La notizia è ormai diventata virale. La classificazione del film “Mary Poppins“, classico del 1964, in Gran Bretagna è passata da “film per tutti” a “film per minori di 12 anni ma solo se accompagnati da una persona adulta”. Questo quanto deciso dal British Board of Film Classification (Bbfc), come riporta La Repubblica.
La motivazione? La pellicola contiene un “linguaggio discriminatorio” e quindi si sconsiglia di far vedere ai bambini il film da soli. In particolare, si contesta l’uso del termine dispregiativo “ottentotti”, originariamente usato dagli europei bianchi per i popoli nomadi dell’Africa meridionale viene utilizzato per riferirsi agli spazzacamini con la faccia sporca di fuliggine.
Il British Board of Film Classification ha dichiarato di aver classificato il film nel 1964 e poi di nuovo per una riedizione nel 2013. “Recentemente, il film ci è stato ripresentato nel febbraio 2024 per un’altra riedizione nelle sale, e lo abbiamo riclassificato ‘PG’ per il linguaggio discriminatorio”, ha dichiarato un portavoce del Bbfc. “Sebbene Mary Poppins abbia un contesto storico, l’uso di un linguaggio discriminatorio non è condannato e, in definitiva, supera le nostre linee guida per il linguaggio accettabile in ‘U’. Abbiamo quindi classificato il film ‘PG’ per il linguaggio discriminatorio”.

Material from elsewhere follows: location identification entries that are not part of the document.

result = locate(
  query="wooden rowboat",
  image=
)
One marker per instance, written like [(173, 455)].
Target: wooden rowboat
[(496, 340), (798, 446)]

Inutile dire che molti non sono d’accordo, e non accettano che, in nome del politically correct, si sta applicando su prodotti da sempre guardati dai bambini la cancel culture. A commentare, nelle pagine de Il Giornale, il giornalista Luigi Mascheroni. “Quando al liceo il professore di italiano ci spiegò la Lettera semiseria di Grisostomo di Giovanni Berchet, dove l’autore divide la gente in Ottentotti (cioè gli ignoranti, ottusi a ogni voce poetica), Parigini (dotti ma privi di sensibilità) e Popolo (i lettori che conservano un vivo senso della poesia), la parola ‘Ottentotti’, che indica una tribù africana, divenne un tormentone. Ma ci spinse a conoscere gli Ottentotti e ce li rese simpatici. Persino più del Berchet. Si chiama contestualizzazione”.
Da qui il dilemma per i docenti: meglio censurare le parole discriminatorie contenute nei prodotti culturali o meglio affrontarle contestualizzandole per imparare a non usarle?
In quest’ultimo caso si tratta di un lavoro complesso. Risulta interessante la riflessione di Annarosa Buttarelli, filosofa, docente e saggista, pubblicata su Vanity Fair: “Nella mia esperienza nelle scuole, ho sentito insegnanti lamentare il fatto che includere la diversità sia molto difficile, ma lo è perché il nostro presupposto è sbagliato: ci muoviamo per fare entrare nelle regole e nelle abitudini del nostro mondo chi le ha diverse”. Insomma, partire dalla lingua potrebbe dar vita ad un cambiamento di più ampio raggio.
Di recente il dibattito si è concentrato su un altro classico del cinema per bambini, ossia “Biancaneve“. Una delle più belle e note fiabe dei fratelli Grimm è finita sotto inchiesta per causa dei Sette nani che sarebbero violenti e buzzurri, e dunque da cancellare dalla fiaba e a maggior ragione dal film animato di Walt Disney a cui, quando uscì, nel 1938, furono conferiti premi (1 Oscar) e riconoscimenti vari, a parte i record di incassi e di pubblico.
Già qualche anno addietro un gruppo di femministe pedagoghe americane puntarono il dito contro il Principe azzurro il cui bacio a una dormiente è un segno evidente di stupro e di violenza. Infatti il bel ragazzo, fra l’altro provvisto di uno spadino quasi infantile e di una mantellina effeminata, invece di capire cosa era successo alla bella addormentata, si avvicina e proditoriamente la bacia sulla bocca, senza dunque avere il consenso della donna. Dunque per loro quella fiaba non aveva motivo di essere letta a scuola né si doveva mostrare ai ragazzi il film animato: troppa violenza in quel gesto.
L’argomento del sessismo nelle fiabe è stato affrontato anche dalla regista e attrice Paola Cortellesi. “Siamo sicuri che se Biancaneve fosse stata una cozza il cacciatore l’avrebbe salvata lo stesso? Biancaneve faceva la colf ai sette nani!”, queste le parole dell’attrice riportate da La Stampa, che ha fatto un discorso agli studenti cercando di ribaltare gli stereotipi delle fiabe tradizionali.